Elemosina di san Rocco

dipinto di Annibale Carracci

L’Elemosina di san Rocco è un dipinto di Annibale Carracci portato a compimento nel 1595 ed attualmente custodito nella Gemäldegalerie Alte Meister di Dresda.

Elemosina di san Rocco
AutoreAnnibale Carracci
Data1587-88 - 1595
Tecnicaolio su tela
Dimensioni331×477 cm
UbicazioneGemäldegalerie Alte Meister, Dresda

A livello critico, è unanimemente considerata una delle prove più alte di Annibale, il capolavoro conclusivo della fase pre-romana della sua vicenda artistica[1]. È il dipinto più grande (su supporto mobile) mai realizzato dal maestro bolognese.

Storia modifica

L'opera fu commissionata ad Annibale – tra il 1587 e 1588[2], quindi molti anni prima della data di effettiva conclusione del dipinto – dalla Confraternita di San Rocco di Reggio Emilia, istituzione religiosa per la quale il Carracci aveva già lavorato eseguendo, praticamente nello stesso periodo della commissione dell’Elemosina, una pala d'altare raffigurante l’Assunzione della Vergine[3] (opera anch'essa ora a Dresda).

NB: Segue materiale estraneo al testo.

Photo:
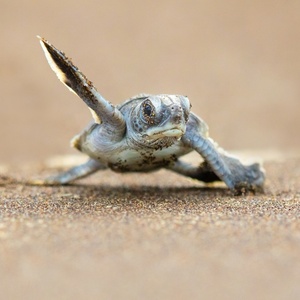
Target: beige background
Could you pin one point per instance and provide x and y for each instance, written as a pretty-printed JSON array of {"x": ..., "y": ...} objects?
[{"x": 238, "y": 61}]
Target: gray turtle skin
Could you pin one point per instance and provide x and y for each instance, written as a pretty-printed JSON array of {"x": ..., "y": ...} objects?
[{"x": 145, "y": 133}]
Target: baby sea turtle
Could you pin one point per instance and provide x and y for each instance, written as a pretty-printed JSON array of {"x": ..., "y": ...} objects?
[{"x": 145, "y": 133}]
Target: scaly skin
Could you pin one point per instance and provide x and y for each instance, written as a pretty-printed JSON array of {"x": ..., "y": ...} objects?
[{"x": 145, "y": 133}]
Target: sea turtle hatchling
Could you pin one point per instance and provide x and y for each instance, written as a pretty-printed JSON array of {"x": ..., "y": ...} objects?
[{"x": 145, "y": 133}]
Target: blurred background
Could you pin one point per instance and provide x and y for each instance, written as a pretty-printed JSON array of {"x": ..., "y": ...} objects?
[{"x": 238, "y": 62}]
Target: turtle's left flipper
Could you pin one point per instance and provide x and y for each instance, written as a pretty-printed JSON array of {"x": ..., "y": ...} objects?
[
  {"x": 229, "y": 169},
  {"x": 203, "y": 172}
]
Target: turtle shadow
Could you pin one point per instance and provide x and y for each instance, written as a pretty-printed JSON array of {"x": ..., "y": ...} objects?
[{"x": 151, "y": 190}]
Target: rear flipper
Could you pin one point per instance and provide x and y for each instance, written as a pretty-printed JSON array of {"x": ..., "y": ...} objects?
[
  {"x": 203, "y": 172},
  {"x": 91, "y": 166},
  {"x": 229, "y": 169}
]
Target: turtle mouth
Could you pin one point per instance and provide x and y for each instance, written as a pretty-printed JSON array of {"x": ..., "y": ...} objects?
[{"x": 175, "y": 132}]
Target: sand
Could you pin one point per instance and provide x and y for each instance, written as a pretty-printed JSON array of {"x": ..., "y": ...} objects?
[{"x": 159, "y": 236}]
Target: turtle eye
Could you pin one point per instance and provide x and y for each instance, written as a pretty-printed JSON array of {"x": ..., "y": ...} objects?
[{"x": 148, "y": 112}]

La grande tela era destinata ad adornare una delle pareti lunghe dell'oratorio della Confraternita (ambiente successivamente distrutto), dove fronteggiava un dipinto di identico formato realizzato da Camillo Procaccini, parimenti dedicato ad un episodio dell'agiografia del santo titolare del luogo di culto. La tela del Procaccini, raffigurante San Rocco guarisce gli appestati (1585 ca.), finì, come quella di Annibale, a Dresda, dove però fu distrutta durante i duri bombardamenti subiti dalla città sassone nel corso della seconda guerra mondiale.

 
Un’incisione tratta dal perduto dipinto di Camillo Procaccini San Rocco guarisce gli appestati, pendant della tela di Annibale

Anche l'episodio dell’Elemosina avrebbe dovuto essere realizzato dal Procaccini: non è chiaro se fu lui a rinunziare a questa seconda commissione ovvero se furono i membri della Confraternita, apprezzando l'arte di Annibale – ormai noto a Reggio, avendovi già realizzato, oltre all'Assunta per lo stesso oratorio di San Rocco, anche altre opere – a decidere di cambiare pittore.

Forse a causa dell'accumularsi degli impegni, Annibale, in quegli anni divenuto uno degli artisti più richiesti dell'area emiliana, ritardò moltissimo l'esecuzione del dipinto. Al punto che, nel 1594, quando il Carracci è ormai in procinto di trasferirsi a Roma, chiamatovi da Odoardo Farnese, l’Elemosina è ancora incompiuta. Desideroso di avviare la nuova avventura romana, Annibale tentò di liberarsi dall'impegno, proponendo ai suoi committenti che la tela fosse portata a conclusione da suo cugino Ludovico[4].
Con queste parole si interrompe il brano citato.